The present systematic review and meta-analysis indicates that a low RDW on admission in patients suffering from ACS is associated with a lower risk of both death and subsequent MACEs. Previous meta-analyses have studied the association between RDW and mortality in patients with CAD [30] and with heart failure [15], but to our knowledge, our study is the first meta-analysis to examine RDW on the background of ACS as a specific subpopulation.

We have shown that the risk for cardiovascular or all-cause death for ACS patients with a low admission RDW is only approximately one third of the risk for patients with a high RDW (RR 0.35, (95% CI 0.30 to 0.40)). There was, however, a moderate degree of heterogeneity (I² = 53%) among the 13 studies in this primary analysis. Sensitivity analysis showed that there were no particular outliers that skewed the data in a specific direction. On subgroup analysis, the duration of follow-up (with a cut-off of 1 year) appeared to be a significant source of heterogeneity, since the specific grouping of studies drove down the I² values within each subgroup. This was further confirmed by the test of subgroup differences (I² = 81.6%). Expectedly, the subgroup with the longer follow-up (≥ 1 year) had the seemingly higher risk ratio (0.39 for long-term vs. 0.23 for short-term), likely since a longer time period would allow for more events to occur. This implies that shorter follow-up tends to underestimate the prognostic value of RDW.

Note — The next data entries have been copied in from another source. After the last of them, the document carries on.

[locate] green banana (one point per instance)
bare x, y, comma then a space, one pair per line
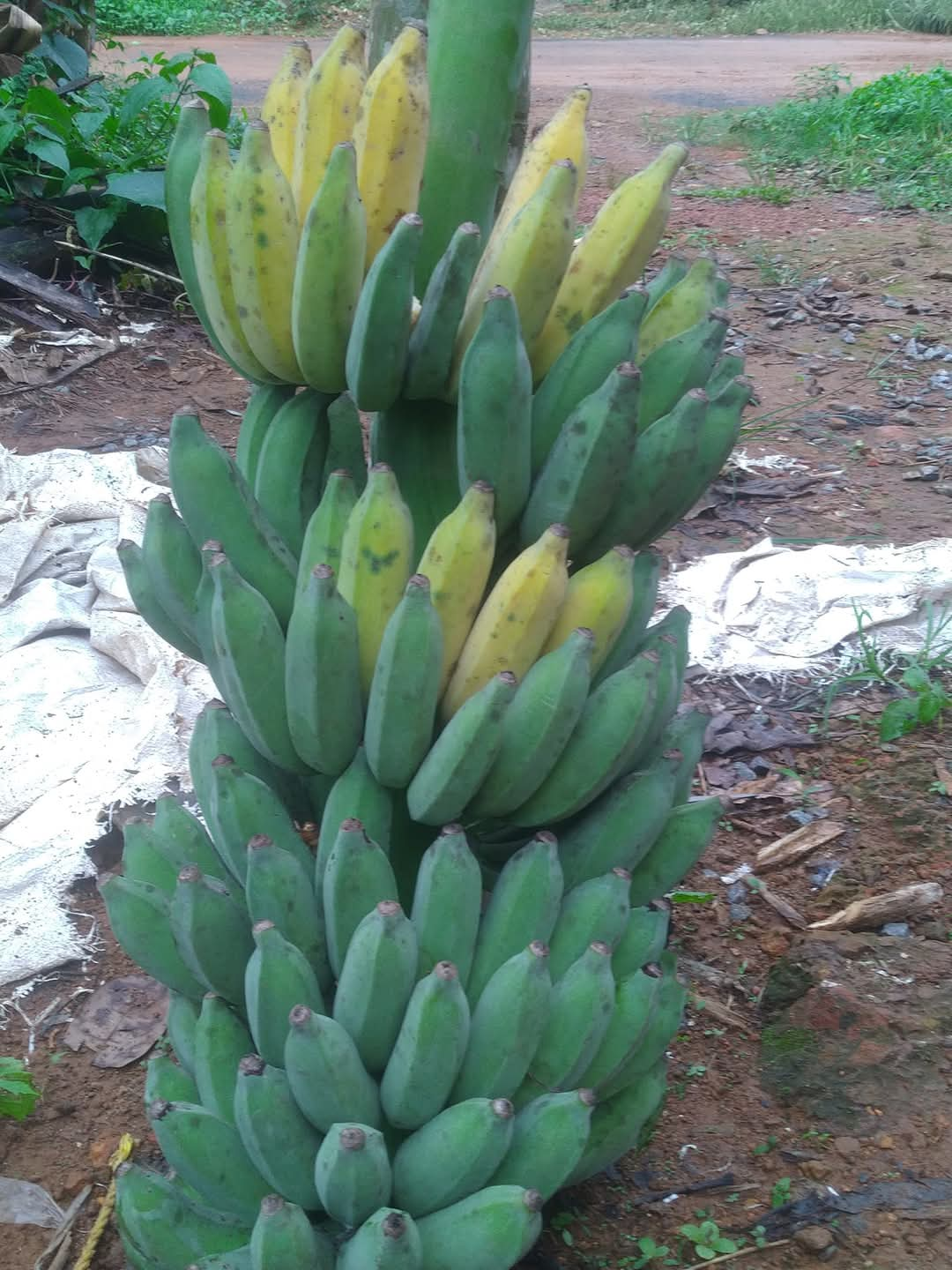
655, 475
583, 1002
249, 652
217, 733
494, 410
325, 1072
508, 1024
548, 1139
280, 891
182, 1024
290, 471
621, 1123
207, 1154
386, 1241
418, 441
143, 860
375, 984
429, 1050
165, 1224
635, 1001
643, 938
354, 796
213, 499
264, 403
620, 827
346, 449
537, 727
146, 601
452, 1156
458, 762
221, 1042
323, 676
524, 902
646, 573
211, 932
584, 469
352, 1172
375, 562
432, 340
138, 915
242, 807
380, 337
358, 877
277, 978
182, 840
329, 273
401, 707
678, 365
596, 909
714, 447
447, 903
686, 735
494, 1227
173, 564
167, 1081
680, 846
324, 534
283, 1238
279, 1142
583, 366
612, 727
666, 277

At the outset, we hypothesized that study design (prospective vs. retrospective) would also be a significant source of heterogeneity. Subgrouping by study design, however, did not seem to have an apparent effect on the pooled RRs for the subgroups. Heterogeneity remained within the subgroups (I² = 66% for prospective; I² = 41% for retrospective), and the test for subgroup differences revealed homogeneity (I² = 0%). Therefore, study design was not a significant source of heterogeneity for this analysis. Other factors that we identified as possible sources of heterogeneity include variations in study population (STEMI vs. NSTE-ACS vs. both), primary outcomes of interest, definitions of outcomes (especially for the MACEs), approaches in defining RDW categories (dichotomous vs. tertiles or quartiles), and the specific RDW assays that were utilized.

For the analysis of MACEs, the results showed that the risk for MACEs following an ACS in patients with a low admission RDW is only around half that of patients with a high RDW (RR 0.56, (95% CI 0.51 to 0.61)). In this analysis, heterogeneity was predictably high (I² = 91%), given the different outcomes that were considered as MACEs in the individual studies, as well as the varying definitions for each particular outcome.

A particular strength of our study is the only moderate degree of heterogeneity, considering that the included studies are all observational in nature rather than randomized controlled trials. This heterogeneity was further minimized with subgroup analysis, pinpointing follow-up duration as one of the major contributors. In addition, the overall results were robust on sensitivity analysis. Included studies were of at least moderate quality, and there was no evidence of publication bias on funnel plot analysis.

Still, this analysis was not without its limitations. We had to exclude three articles since they were not written in English, opening up the possibility of study selection bias. Furthermore, although we selected studies that controlled for most of the important confounders that affect mortality in ACS patients (such as age, cardiovascular comorbidities, Killip classification, and LV ejection fraction), we did not screen for control of confounders for RDW. These include hematological factors such as anemia and folate or vitamin B12 deficiency.

The underlying atherosclerotic process can be considered the pathogenetic link that explains why there is a high variability in erythrocyte volume in ACS and other related cardiovascular conditions. The inflammatory state in atherosclerosis [31] leads to ineffective erythropoiesis and release of larger, immature erythrocytes from bone marrow [32, 33], which then skews the RDW towards higher values. Delayed RBC clearance which is also associated with pathology and all-cause mortality has been proposed as another possible mechanism of increased RDW. Since RBCs normally grow smaller in size throughout their lifespan, postponing RBC elimination allows smaller erythrocytes to stay in the circulation, thus accounting for the low-volume tail-end of red cell volume distribution [34]. In addition, impaired iron mobilization may also play a contributing factor [32].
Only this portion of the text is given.